De substitut du procureur de la République à Arras à procureur général de la Cour de cassation, ce Lyonnais a gravi pendant 40 ans tous les échelons du parquet. Il n'occupera que trois ans le siège du juge, mais le plus prestigieux, celui de premier président de la Cour de cassation, de 1996 à 1999.

Le Sphinx, comme il était surnommé pour sa sagesse et sa crinière blanche rejetée en arrière, n'a jamais quitté les palais de Justice pour les ministères, grands accélérateurs de carrière. "Sa carrière prestigieuse lui a été offerte sans qu'il la sollicite véritablement", disait le juriste Antoine Garapon.

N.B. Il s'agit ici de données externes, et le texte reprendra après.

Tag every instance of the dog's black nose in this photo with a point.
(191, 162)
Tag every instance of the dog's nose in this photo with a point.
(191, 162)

Sa légitimité, il l'avait assise définitivement en 1987 au procès de Klaus Barbie, l'ancien chef de la Gestapo lyonnaise, jugé pour la déportation de centaines de juifs.

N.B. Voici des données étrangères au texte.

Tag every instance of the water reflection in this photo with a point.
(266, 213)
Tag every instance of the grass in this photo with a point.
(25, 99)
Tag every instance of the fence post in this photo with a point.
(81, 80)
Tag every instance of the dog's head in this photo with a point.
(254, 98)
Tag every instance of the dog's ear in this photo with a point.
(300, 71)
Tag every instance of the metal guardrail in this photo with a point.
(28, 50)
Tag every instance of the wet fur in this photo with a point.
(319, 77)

"Je vous demande qu'à vie Barbie soit reclus", lance-t-il au terme de son réquisitoire, filmé comme tout le procès, pour la postérité. Sobre et ferme, à son image, la phrase est devenue historique dans le monde judiciaire.

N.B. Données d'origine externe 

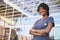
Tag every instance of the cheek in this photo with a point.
(42, 12)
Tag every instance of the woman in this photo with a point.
(43, 26)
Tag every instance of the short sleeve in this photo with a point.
(51, 20)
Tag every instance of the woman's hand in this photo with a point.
(33, 30)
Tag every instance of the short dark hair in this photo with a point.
(45, 6)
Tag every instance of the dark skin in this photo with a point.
(42, 32)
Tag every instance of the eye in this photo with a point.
(45, 23)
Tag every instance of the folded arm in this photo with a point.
(42, 32)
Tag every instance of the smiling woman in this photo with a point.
(43, 26)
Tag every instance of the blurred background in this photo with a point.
(18, 16)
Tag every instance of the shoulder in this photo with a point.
(50, 18)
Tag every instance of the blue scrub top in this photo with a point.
(42, 24)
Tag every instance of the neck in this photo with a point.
(45, 16)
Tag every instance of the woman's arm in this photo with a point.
(46, 30)
(33, 32)
(42, 32)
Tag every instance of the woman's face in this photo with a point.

Mais pour lui l'enjeu du procès allait plus loin: "poursuivre la réflexion sur l'inacceptable et réveiller des consciences endormies ou persuadées que le retour de telles abominations est impossible", avait-il déclaré à l'audience.

La ministre de la Justice Nicole Belloubet, saluant une "figure immense de la magistrature", a souligné samedi "sa contribution décisive à la définition du crime contre l'humanité" et à son imprescriptibilité.

"Il fallait son humanité pour expliquer le crime contre l'humanité. Pierre Truche, le procureur qui savait parler aux jurés nous a quittés. Il est et restera la voix du procès Barbie", lui a rendu hommage samedi Alain Jakubowicz, qui fut avocat des parties civiles.

"C'était un très grand pédagogue", "quelqu'un d'une rectitude absolue et un homme extrêmement discret", se souvient son substitut de l'époque, Jean-Olivier Viout.

- "Métier dangereux" -

Repoussant sa retraite, Pierre Truche était devenu en 1999 président de la "commission nationale consultative des droits de l'Homme", puis en 2000, président de la "commission nationale de déontologie de la sécurité". Jusqu'en 2002, il apportera son expertise au sein de la commission de réflexion sur le statut pénal du président de la République.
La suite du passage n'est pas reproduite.